Les cinq types de caribous aux TNO ont été confrontés à des problèmes de conservation. Certaines populations se portent mieux, comme le caribou de Peary, ou montrent des signes de rétablissement, mais d’autres continuent de décliner. Il y a environ de 5 à 10 % des écotypes qui ne sont pas en déclin. Certains troupeaux de caribous migrateurs ont baissé de 98 % au cours des 20 dernières années. Ça ne va pas très bien, malheureusement.

Le plus récent Plan d’action sur la biodiversité des TNO a été publié en 2006. Pourquoi n’y en a-t-il pas eu depuis ?


Une équipe de la biodiversité des TNO a été formée il y a une vingtaine d’années pour faire un Plan d’action à partir de la Stratégie canadienne sur la biodiversité, celle-ci élaborée en 1995. Le premier Plan d’action sur la biodiversité aux TNO a été publié en 2004, puis un autre en 2006. L’équipe devait en faire d’autres, mais la Stratégie canadienne n’a jamais été renouvelée. Au lieu de faire sa propre stratégie sur la biodiversité, le gouvernement territorial a choisi d’investir ses efforts dans une stratégie sur les changements climatiques et une autre sur l’eau, des sujets qui incluent la protection de la biodiversité.
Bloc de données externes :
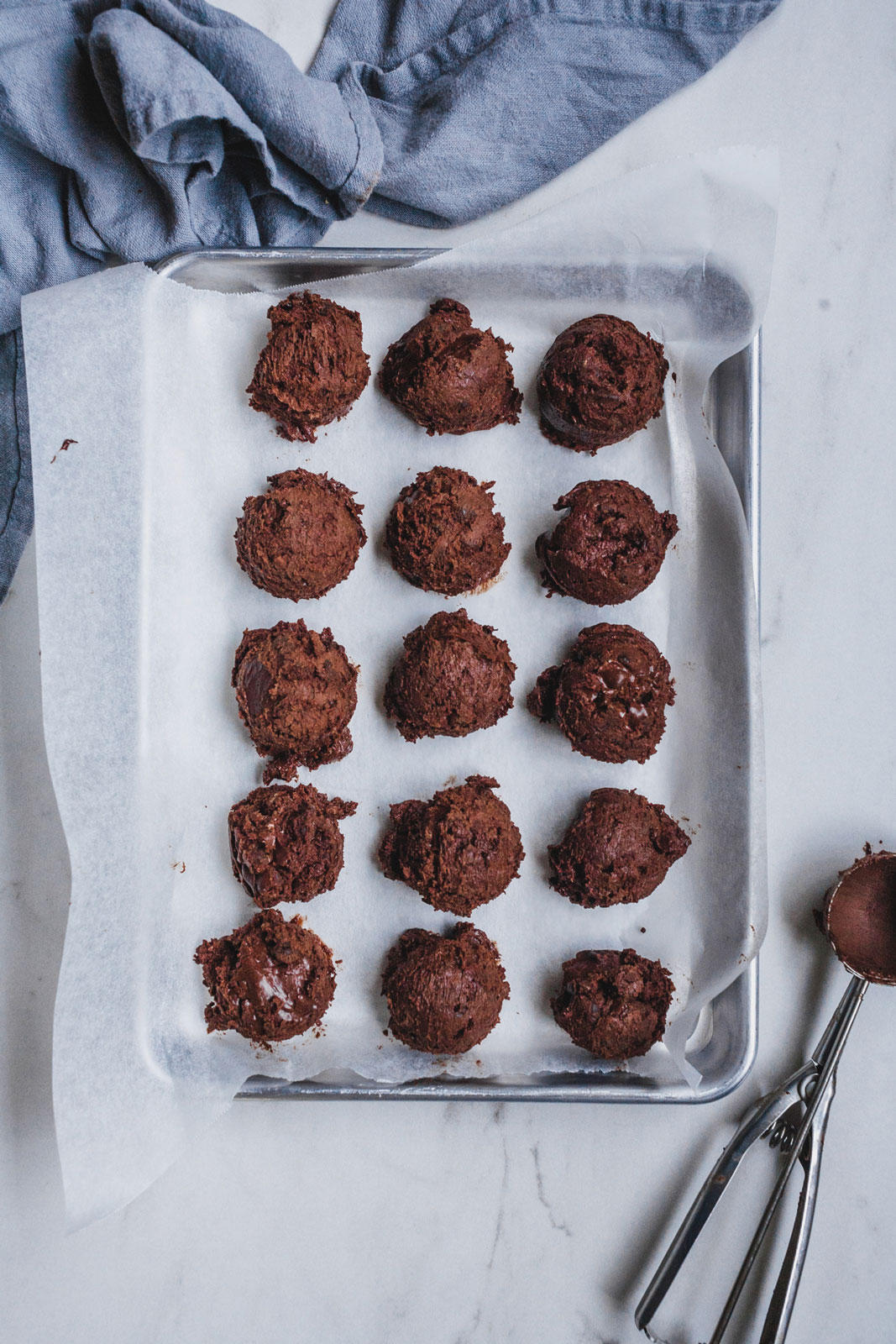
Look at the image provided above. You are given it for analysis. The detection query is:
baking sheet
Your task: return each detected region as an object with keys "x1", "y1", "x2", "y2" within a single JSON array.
[{"x1": 25, "y1": 153, "x2": 773, "y2": 1221}]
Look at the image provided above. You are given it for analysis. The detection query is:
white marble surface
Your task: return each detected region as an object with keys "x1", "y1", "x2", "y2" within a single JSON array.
[{"x1": 0, "y1": 0, "x2": 896, "y2": 1344}]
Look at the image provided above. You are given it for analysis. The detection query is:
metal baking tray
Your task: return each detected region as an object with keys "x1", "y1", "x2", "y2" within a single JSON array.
[{"x1": 153, "y1": 247, "x2": 762, "y2": 1104}]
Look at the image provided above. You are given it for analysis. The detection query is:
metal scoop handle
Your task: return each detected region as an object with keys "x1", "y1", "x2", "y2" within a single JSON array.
[{"x1": 634, "y1": 976, "x2": 867, "y2": 1344}]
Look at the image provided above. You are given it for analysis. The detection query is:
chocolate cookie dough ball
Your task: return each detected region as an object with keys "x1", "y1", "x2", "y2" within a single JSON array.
[
  {"x1": 537, "y1": 313, "x2": 669, "y2": 454},
  {"x1": 379, "y1": 298, "x2": 522, "y2": 434},
  {"x1": 237, "y1": 469, "x2": 367, "y2": 602},
  {"x1": 551, "y1": 948, "x2": 676, "y2": 1060},
  {"x1": 193, "y1": 910, "x2": 336, "y2": 1046},
  {"x1": 535, "y1": 481, "x2": 679, "y2": 606},
  {"x1": 227, "y1": 784, "x2": 358, "y2": 909},
  {"x1": 385, "y1": 466, "x2": 511, "y2": 596},
  {"x1": 548, "y1": 789, "x2": 690, "y2": 910},
  {"x1": 385, "y1": 610, "x2": 516, "y2": 742},
  {"x1": 233, "y1": 621, "x2": 358, "y2": 784},
  {"x1": 383, "y1": 923, "x2": 511, "y2": 1055},
  {"x1": 379, "y1": 774, "x2": 525, "y2": 916},
  {"x1": 527, "y1": 623, "x2": 676, "y2": 764},
  {"x1": 246, "y1": 289, "x2": 371, "y2": 444}
]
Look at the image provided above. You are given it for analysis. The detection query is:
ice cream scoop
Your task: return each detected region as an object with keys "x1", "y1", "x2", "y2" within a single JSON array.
[
  {"x1": 824, "y1": 849, "x2": 896, "y2": 985},
  {"x1": 634, "y1": 845, "x2": 896, "y2": 1344}
]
Une espèce sur 100 aux TNO risque de disparaitre ou de s’éteindre au cours des 100 prochaines années, selon le Rapport 2022 sur l’état de l’environnement aux TNO et neuf des espèces en péril aux TNO continuent de voir leur population décliner. Que peuvent faire les Ténois ?


On peut participer à la solution en réduisant nos émissions de gaz à effet de serre. C’est sûr que ça peut être déprimant, mais on est en train de parler d’avoir une université, d’avoir plus de parcs [NDLR: En 2021, 12,7 % des TNO se trouvaient dans des zones protégées et 4,6 % dans des zones de conservation et l’accord de la COP15 prévoit la protection de 30 % des terres et des océans d’ici 2030] et de vraiment faire partie de la solution pour les changements climatiques.


Les Ténois peuvent aussi bonifier nos connaissances sur la biodiversité en prenant des photos de plantes, d’animaux, d’insectes, etc., et en mettant le tout sur la plateforme en ligne iNaturalist.ca ou en échangeant sur notre site Facebook. C’est amusant de contribuer à iNaturalist.ca et c’est accessible à tous !


NOTE : Les propos ont été édités pour plus de clarté.